Сироте было теперь уже за сорок, хотя новые знакомые всегда давали ей тридцать три года — почему-то не меньше и не больше. Наташе же было безразлично, сколько ей лет на самом деле и на сколько она «тянет». Это Ирка мучилась, завидовала, говорила: «Эх, мне бы так молодо выглядеть… уж я бы показала жару!» «Какого жару?» — спрашивала Наташа. «Э-э! Жару! Тебе не понять…» — отвечала, качая головой, Ирка, а Наташа и не настаивала на ответе, ей было на самом деле наплевать.
А не наплевать ей было только на одно: на свет и тень, на цвет, на то, как они преломляются под ее рукой.
Часто она работала допоздна — за неимением холста писала просто на бумаге. Как всегда, раскладывала, соединяла невозможные оттенки. Это были черновики, случалось, не выдерживавшие утреннего взгляда. Но что-то удавалось нащупать иногда, куда-то продвинуться. К какой-то истине, она сама не знала, к какой. Иногда удавалось добыть холст, и надо было, наоборот, вставать на рассвете или вовсе не спать. И пользоваться моментом, чтобы воплотить нащупанное, проверить при дневном свете. Если хотя бы десятая часть черновых рисунков получала развитие, Наташа это считала великолепным результатом и долго потом пребывала в хорошем настроении. Но чаще бывало, что намеченное совершенно разочаровывало, Наташа боролась, закусив губу, с унынием и караулящей за углом депрессией.
В один из таких дней она совсем не ложилась, лихорадочно писала всю ночь карандашом и акварелью, а с раннего утра взяла большие кисти и принялась за масло. Ничего пока путного не выходило, хотя где-то рядом проглядывала, дразнила, маячила некая дрожащая, что-то обещающая перспектива! Это был день ее любимых, серо-голубых тонов, но именно они ей всего трудней давались. С ними существовала наибольшая опасность впасть в банальность, в повторы чужого опыта.

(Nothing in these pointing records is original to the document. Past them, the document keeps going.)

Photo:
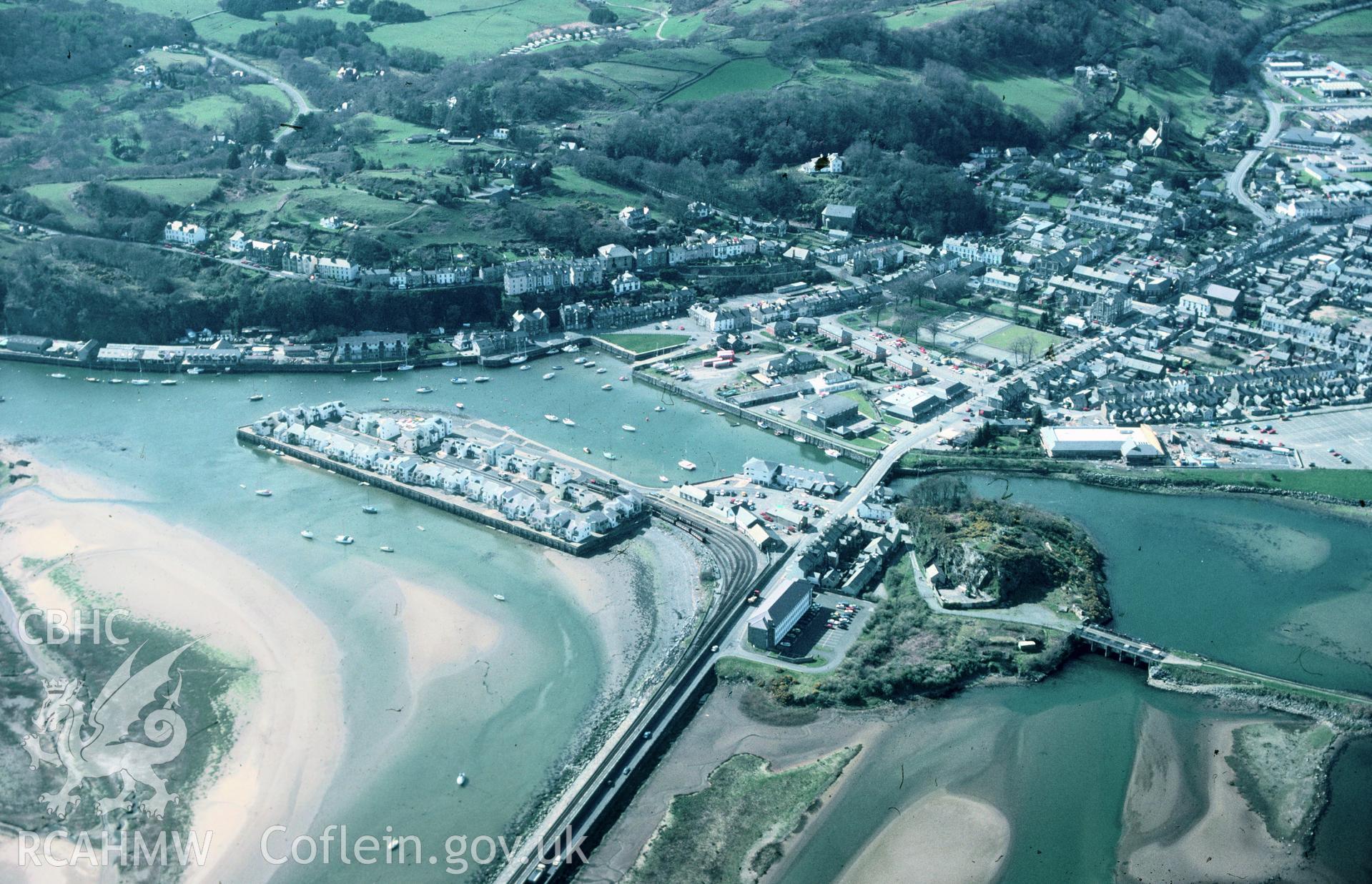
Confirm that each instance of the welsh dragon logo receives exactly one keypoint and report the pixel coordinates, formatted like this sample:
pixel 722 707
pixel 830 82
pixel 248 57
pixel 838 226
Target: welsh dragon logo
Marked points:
pixel 102 745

Но вот вроде появилась, забрезжила некая бледно-синяя надежда. Наташа была возбуждена, ходила, вернее, бегала вокруг холста, непричесанная, растрепанная, в старом, замызганном халате, специально предназначенном для таких болезненных процессов, и вовсе не годившемся для посторонних глаз. И вот надо же, именно в такой как раз день с утра пораньше кто-то позвонил в дверь квартиры. Эх, как жалела Наташа в такие моменты, что не владела матом! Она шла открывать и почти плакала от досады, что ее оторвали от холста, все настроение, все вдохновение испортили, скомкали, испоганили. За неимением более сильных выражений, поминала черта, его мать, других родственников и приятелей нечистого. И говорила сама себе: будь что будет — не стану переодеваться, пусть любуются, кто бы это ни был. Скорее всего, тетка, ну, в крайнем случае, Ирка. Эти переживут. Если же кто-то другой, менее близкий, почтальон, например, то пусть пеняет на себя, раз вздумал явиться к даме в такую рань без предупреждения.